North European countries change course to support multilateral defense mechanism. There is a dramatic change in the public opinions of Finland, as a poll showed more than half of its population for the first time now supports joining NATO. Sweden and Finland, two traditionally neutral countries, both expressed willingness to tighten the ties with NATO. Denmark, which upholds “Atlanticism” and “NATO supremacy”, intends to join the EU common defense mechanism and will hold a referendum on this in June this year.
The adjustment of defense policies by European countries is a reaction to the abrupt change of situation. More importantly, it is a reflection of the profound change in Europeans’ security outlook stemming from the Russia-Ukraine conflict.
In the 21st century, traditional military security has been marginalized in the minds of Europeans.

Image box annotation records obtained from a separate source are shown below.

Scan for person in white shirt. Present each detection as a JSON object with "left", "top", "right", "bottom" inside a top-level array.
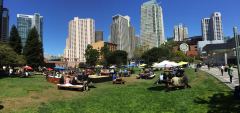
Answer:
[{"left": 220, "top": 65, "right": 224, "bottom": 76}]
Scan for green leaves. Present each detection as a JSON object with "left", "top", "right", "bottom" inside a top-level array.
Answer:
[{"left": 0, "top": 44, "right": 26, "bottom": 65}]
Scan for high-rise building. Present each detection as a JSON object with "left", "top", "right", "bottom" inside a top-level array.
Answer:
[
  {"left": 95, "top": 31, "right": 103, "bottom": 42},
  {"left": 141, "top": 0, "right": 165, "bottom": 48},
  {"left": 233, "top": 27, "right": 239, "bottom": 37},
  {"left": 201, "top": 12, "right": 224, "bottom": 41},
  {"left": 0, "top": 0, "right": 9, "bottom": 42},
  {"left": 64, "top": 17, "right": 95, "bottom": 67},
  {"left": 110, "top": 15, "right": 135, "bottom": 58},
  {"left": 201, "top": 18, "right": 210, "bottom": 41},
  {"left": 1, "top": 8, "right": 9, "bottom": 42},
  {"left": 17, "top": 13, "right": 43, "bottom": 47},
  {"left": 198, "top": 12, "right": 224, "bottom": 52},
  {"left": 173, "top": 24, "right": 188, "bottom": 41}
]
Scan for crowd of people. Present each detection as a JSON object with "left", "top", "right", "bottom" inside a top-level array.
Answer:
[
  {"left": 45, "top": 70, "right": 89, "bottom": 85},
  {"left": 0, "top": 66, "right": 32, "bottom": 77},
  {"left": 137, "top": 68, "right": 155, "bottom": 79}
]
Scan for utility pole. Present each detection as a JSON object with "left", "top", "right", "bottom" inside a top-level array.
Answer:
[{"left": 233, "top": 27, "right": 240, "bottom": 87}]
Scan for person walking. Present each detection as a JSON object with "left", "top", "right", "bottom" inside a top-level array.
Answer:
[
  {"left": 228, "top": 66, "right": 233, "bottom": 83},
  {"left": 220, "top": 65, "right": 225, "bottom": 76}
]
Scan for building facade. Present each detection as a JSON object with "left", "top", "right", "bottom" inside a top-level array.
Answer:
[
  {"left": 198, "top": 12, "right": 225, "bottom": 52},
  {"left": 0, "top": 0, "right": 9, "bottom": 42},
  {"left": 201, "top": 12, "right": 224, "bottom": 41},
  {"left": 17, "top": 13, "right": 43, "bottom": 47},
  {"left": 64, "top": 17, "right": 95, "bottom": 67},
  {"left": 141, "top": 0, "right": 165, "bottom": 49},
  {"left": 91, "top": 41, "right": 117, "bottom": 60},
  {"left": 110, "top": 15, "right": 135, "bottom": 58},
  {"left": 173, "top": 24, "right": 188, "bottom": 41},
  {"left": 95, "top": 31, "right": 103, "bottom": 42},
  {"left": 1, "top": 8, "right": 9, "bottom": 42}
]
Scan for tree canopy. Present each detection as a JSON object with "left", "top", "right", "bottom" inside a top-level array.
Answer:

At the end of 2003, the relationship between Europe and Russia reached a peak after the Cold War with their planning for four common spaces – Common Economic Space, the Common Space of Freedom, Security and Justice, the Common Space of External Security, and the Common Space on Research, Education and Culture.

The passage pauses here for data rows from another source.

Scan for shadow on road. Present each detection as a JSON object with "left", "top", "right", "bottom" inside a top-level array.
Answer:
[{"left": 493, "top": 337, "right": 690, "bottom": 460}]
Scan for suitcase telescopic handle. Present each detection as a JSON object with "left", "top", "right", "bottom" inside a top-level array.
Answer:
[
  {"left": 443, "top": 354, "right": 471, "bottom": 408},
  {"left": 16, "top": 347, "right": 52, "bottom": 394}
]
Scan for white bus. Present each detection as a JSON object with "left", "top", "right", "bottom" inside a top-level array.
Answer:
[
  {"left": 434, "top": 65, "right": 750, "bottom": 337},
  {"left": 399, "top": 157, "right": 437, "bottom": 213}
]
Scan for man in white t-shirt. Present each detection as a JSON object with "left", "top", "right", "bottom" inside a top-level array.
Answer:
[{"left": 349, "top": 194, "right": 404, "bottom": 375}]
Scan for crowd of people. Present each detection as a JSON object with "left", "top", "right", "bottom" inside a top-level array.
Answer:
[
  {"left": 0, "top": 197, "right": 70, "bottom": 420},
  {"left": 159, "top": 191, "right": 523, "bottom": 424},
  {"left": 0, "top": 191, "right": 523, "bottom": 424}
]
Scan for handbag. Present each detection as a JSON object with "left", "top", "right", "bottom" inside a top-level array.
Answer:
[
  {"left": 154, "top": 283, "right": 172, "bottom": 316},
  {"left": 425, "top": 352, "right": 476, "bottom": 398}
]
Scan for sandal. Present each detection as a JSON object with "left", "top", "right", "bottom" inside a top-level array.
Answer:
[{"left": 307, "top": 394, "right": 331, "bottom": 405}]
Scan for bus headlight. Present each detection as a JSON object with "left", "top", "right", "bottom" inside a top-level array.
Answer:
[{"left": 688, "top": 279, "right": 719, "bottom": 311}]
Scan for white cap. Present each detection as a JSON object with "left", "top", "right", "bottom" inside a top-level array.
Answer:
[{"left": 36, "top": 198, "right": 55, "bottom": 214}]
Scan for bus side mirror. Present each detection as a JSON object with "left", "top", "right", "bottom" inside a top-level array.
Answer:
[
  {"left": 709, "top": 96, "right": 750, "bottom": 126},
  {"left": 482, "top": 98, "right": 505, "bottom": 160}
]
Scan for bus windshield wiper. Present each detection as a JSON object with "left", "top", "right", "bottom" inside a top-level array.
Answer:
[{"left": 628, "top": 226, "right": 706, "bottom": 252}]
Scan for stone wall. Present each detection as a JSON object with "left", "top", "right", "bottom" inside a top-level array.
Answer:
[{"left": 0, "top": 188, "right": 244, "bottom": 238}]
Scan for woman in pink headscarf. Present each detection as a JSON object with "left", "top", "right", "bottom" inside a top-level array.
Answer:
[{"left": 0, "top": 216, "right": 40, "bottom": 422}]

The Russia-Georgia conflict in 2008 and Moscow’s annexation of Crimea in 2014 dented the strategic mutual trust between Europe and Russia, but there was much room for an upturn and bilateral economic ties, trade and energy deals even increased.
EU’s latest Global Strategy issued in 2016 only labeled Russia as a “mixed war” threat on a relatively low-risk level.
But the flames of war were ignited on the European continent owing to America’s continuous push for NATO’s eastward expansion and its instigation regardless of Moscow’s security concerns. As a result, Europeans that used to oppose defense expenditure squeezing social benefits have changed their mind, and the political figures who used to fear being abandoned by voters for their more “militant” stances are all eager to step up military preparations to cater to the sudden change of prevalent sentiments.
There are extremely complex historical reasons for the evolution of the Ukraine issue. That Ukraine has been reduced into the forefront of major-country confrontation has also hurt Europe, which is having Russia, the strong neighbor that won’t move, on one side and the US, the chief that is not easy to deal with, on the other, while the countries on the continent are all making their own calculations. Against such a backdrop, creating a balanced, valid and sustainable European security architecture seems far beyond reach. In the current entanglement, how to realize “strategic independence” and “lasting peace” in the real sense is a question the Europeans should really think about.